Universal Scaling of the Conductivity at the Superfluid-Insulator Phase Transition
Jurij Smakov, Erik Sorensen (McMaster University)

TL;DR
This study investigates the universal scaling behavior of conductivity at the superfluid-insulator quantum phase transition in two dimensions, revealing a crossover from w_k-scaling to w/T-scaling at finite temperature.
Contribution
It provides the first detailed numerical analysis of conductivity scaling at finite temperature in the thermodynamic limit, showing a universal dc conductivity different from zero-temperature estimates.
Findings
Conductivity scales with w/T at low frequencies and temperatures.
Universal dc conductivity estimated at approximately 0.45 Q^2/h.
Deviations from previous zero-temperature scaling predictions.
Abstract
The scaling of the conductivity at the superfluid-insulator quantum phase transition in two dimensions is studied by numerical simulations of the Bose-Hubbard model.
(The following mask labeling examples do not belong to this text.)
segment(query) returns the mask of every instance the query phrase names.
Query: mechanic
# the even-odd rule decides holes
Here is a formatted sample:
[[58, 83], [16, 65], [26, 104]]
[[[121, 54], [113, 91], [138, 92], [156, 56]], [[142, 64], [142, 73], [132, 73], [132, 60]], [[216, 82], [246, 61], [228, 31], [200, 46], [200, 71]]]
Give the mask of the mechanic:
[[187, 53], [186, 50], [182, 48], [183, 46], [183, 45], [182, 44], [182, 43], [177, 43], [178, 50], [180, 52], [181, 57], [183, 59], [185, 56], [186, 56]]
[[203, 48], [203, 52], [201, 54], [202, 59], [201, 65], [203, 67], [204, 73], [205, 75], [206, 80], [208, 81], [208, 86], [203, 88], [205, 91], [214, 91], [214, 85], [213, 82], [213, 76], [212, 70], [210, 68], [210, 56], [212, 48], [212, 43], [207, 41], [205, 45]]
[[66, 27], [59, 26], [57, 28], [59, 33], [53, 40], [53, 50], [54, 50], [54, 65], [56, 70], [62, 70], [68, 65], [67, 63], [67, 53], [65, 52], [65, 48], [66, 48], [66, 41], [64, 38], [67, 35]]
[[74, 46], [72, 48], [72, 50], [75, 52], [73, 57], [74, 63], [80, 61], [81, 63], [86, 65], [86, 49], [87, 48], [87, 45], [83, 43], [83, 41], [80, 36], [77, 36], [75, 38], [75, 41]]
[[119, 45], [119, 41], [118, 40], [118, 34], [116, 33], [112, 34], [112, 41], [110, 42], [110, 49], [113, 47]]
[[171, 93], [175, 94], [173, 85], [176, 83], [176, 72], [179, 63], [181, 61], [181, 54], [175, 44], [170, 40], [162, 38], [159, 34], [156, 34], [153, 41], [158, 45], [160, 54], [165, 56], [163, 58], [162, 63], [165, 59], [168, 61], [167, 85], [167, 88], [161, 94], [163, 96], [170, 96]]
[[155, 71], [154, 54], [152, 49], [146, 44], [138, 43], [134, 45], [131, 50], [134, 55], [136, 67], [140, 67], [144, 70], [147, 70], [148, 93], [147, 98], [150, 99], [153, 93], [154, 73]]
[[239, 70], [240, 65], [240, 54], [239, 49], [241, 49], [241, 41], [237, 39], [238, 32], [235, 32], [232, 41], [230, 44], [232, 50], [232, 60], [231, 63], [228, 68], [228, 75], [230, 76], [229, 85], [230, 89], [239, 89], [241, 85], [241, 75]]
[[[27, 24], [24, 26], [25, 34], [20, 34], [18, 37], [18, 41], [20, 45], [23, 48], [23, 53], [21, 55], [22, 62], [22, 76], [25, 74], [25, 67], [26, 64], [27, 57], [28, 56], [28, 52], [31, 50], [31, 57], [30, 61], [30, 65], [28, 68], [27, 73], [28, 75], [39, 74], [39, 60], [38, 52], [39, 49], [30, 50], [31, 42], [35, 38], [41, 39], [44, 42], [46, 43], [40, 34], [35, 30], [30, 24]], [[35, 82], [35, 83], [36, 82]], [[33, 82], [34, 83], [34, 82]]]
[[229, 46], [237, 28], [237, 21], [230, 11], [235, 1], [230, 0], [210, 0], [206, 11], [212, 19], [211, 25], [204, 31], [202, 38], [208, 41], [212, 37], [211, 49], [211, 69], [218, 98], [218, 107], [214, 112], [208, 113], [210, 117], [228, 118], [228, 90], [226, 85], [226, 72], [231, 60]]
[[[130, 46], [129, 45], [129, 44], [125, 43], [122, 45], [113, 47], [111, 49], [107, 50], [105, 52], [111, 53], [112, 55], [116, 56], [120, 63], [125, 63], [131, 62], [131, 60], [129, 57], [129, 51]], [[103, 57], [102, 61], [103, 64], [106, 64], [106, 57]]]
In contrast to previous studies, we focus on properties of this model in the experimentally relevant thermodynamic limit at finite temperature T. We find clear evidence for deviations from w_k-scaling of the conductivity towards w_k/T-scaling at low Matsubara frequencies w_k. By careful analytic continuation using Pade approximants we show that this behavior carries over to the real frequency axis where the conductivity scales with w/T at small frequencies and low temperatures. We estimate the universal dc conductivity to be 0.45(5)Q^2/h, distinct from previous estimates in the T=0, w/T >> 1 limit.